Spenden
Doctoral Thesis, Technische Universität Berlin

Energy sufficiency potentials and policy instruments

Sufficiency aims to achieve a state in which overconsumption and overproduction are reduced to ensure that ecological limits are not exceeded, while underconsumption is also reduced to provide an adequate social foundation for everyone. Due to its potential to enable the achievement of several ecological and social goals, sufficiency is labelled a 'multi-solving strategy'. This thesis focuses on the potential of sufficiency to reduce greenhouse gas emissions and limit energy consumption. For sufficiency to contribute as much as possible to achieving these goals, it must extend beyond individual behavioural changes and lifestyle issues. Only politically designed framework conditions, such as infrastructure and incentives, can ensure a reliable transition towards sustainable energy and resource use on a large scale within society and the economy, thereby changing social practices. However, the current framework conditions are not oriented towards sufficiency, and only a few examples of ambitious sufficiency policy instruments have been implemented to date. This thesis concentrates on the intersection of energy sufficiency potentials and policy instruments.

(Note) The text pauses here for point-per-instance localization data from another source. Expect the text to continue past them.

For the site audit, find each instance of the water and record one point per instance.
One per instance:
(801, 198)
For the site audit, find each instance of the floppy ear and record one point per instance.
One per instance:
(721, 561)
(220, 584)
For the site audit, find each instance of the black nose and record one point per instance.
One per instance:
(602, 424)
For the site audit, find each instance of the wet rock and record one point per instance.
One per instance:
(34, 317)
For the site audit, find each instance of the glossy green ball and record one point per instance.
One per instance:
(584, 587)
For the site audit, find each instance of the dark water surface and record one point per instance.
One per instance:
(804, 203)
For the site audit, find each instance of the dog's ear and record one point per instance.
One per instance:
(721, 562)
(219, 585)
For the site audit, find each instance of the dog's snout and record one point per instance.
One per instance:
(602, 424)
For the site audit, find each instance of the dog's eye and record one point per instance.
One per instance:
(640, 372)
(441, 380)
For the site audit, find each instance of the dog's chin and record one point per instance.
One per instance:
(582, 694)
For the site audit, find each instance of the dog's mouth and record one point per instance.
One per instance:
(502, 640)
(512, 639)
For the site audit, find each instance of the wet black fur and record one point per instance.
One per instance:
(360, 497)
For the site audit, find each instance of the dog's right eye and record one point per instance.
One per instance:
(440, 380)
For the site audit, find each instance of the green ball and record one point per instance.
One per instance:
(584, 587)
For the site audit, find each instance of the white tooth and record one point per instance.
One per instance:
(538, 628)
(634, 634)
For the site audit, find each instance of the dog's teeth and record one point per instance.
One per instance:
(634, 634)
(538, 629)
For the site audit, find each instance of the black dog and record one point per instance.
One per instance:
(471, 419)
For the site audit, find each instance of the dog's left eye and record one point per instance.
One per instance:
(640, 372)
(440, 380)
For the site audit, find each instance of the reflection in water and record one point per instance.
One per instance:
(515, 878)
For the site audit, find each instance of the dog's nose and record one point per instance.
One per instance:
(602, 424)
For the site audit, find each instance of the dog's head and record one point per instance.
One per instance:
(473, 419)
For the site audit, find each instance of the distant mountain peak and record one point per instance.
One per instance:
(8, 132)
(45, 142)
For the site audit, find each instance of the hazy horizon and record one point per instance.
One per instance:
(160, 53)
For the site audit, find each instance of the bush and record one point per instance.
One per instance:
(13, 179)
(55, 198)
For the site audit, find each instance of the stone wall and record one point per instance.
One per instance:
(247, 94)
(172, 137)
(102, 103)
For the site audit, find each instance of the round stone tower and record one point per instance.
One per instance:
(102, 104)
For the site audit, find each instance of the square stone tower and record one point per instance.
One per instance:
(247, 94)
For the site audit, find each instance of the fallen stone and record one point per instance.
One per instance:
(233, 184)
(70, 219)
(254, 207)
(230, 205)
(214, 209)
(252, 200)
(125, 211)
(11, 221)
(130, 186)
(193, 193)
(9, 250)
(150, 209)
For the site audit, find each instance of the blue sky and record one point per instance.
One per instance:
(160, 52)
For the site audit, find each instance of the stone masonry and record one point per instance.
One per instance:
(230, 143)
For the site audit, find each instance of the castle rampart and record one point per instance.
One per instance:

Firstly, quantitative sufficiency saving potentials are required at the level of energy services and explicit saving measures in order to integrate sufficiency in models and scenarios. These guide policy-making, but are currently strongly biased towards energy-intensive variants. Secondly, a systematic inventory and analysis of sufficiency policy instruments are required to assess the current state of sufficiency in politics, to explore the variety of proposed instruments and to compare the feasibility of those already implemented, planned or proposed. The overarching research question of this dissertation is: ‘What are potentials of sufficiency to reduce energy demand directly and indirectly and what instruments can be used to implement it politically?’. This thesis contributes to answering this overarching research question on the basis of five individual research questions, each of which is answered in a separate research article. The methods applied span systematic literature reviews, text coding, data extraction, categorisation, harmonisation and clustering, and impact chain analyses based on expert consultations, as well as the design and set-up of different databases. These methods address a major gap in research, namely the lack of structured evidence of sufficiency potentials and policy instruments.

The key results with a view to sufficiency potentials are that, according to scenario studies, the food sector has the greatest relative potential for reducing energy service levels (-60 %) with regard to the key indicators 'meat consumption per capita per day' and 'food waste per capita per year'. The systematic literature review shows that measures lowering per capita floor area have the highest absolute saving potential, with an estimated reduction in energy consumption of up to 150 TWh/a. Data gaps on quantified saving potentials were identified for regional economies, local production, product labelling, and specific saving potentials in the mobility, industry/production, and food sectors. With regard to sufficiency policy instruments, the main finding is that these instruments have played a minor role in the decarbonisation policies of EU Member States to date, but they enjoy high approval rates and are frequently recommended, particularly regulatory instruments, by Citizen Assemblies with well-informed participants. A comparison of the National Energy and Climate Plans (NECPs) of eight EU Member States with the climate change recommendations of their Citizen Assemblies (CAs) revealed that the CAs' recommendations have a sufficiency share of 39 %, whereas the NECPs' sufficiency share is significantly lower at an average of 8 %. In terms of feasibility, the results with a view to individual policy instruments are highly specific.

At the policy target level, the two strategies 'promotion of active modes' and 'reduce motorised individual transport' pose the fewest risks because they are often not costly, labour-intensive or material-intensive. This dissertation advances the research field by providing a comprehensive and comparative view of sufficiency policy options. It achieves this by combining quantified sufficiency potentials with analyses of existing, planned, and proposed policy instruments, and by assessing their feasibility. The structured and harmonised data provided by the sufficiency saving potentials and sufficiency policy instrument data collections – the first systematic collections in their field – makes this knowledge visible and usable.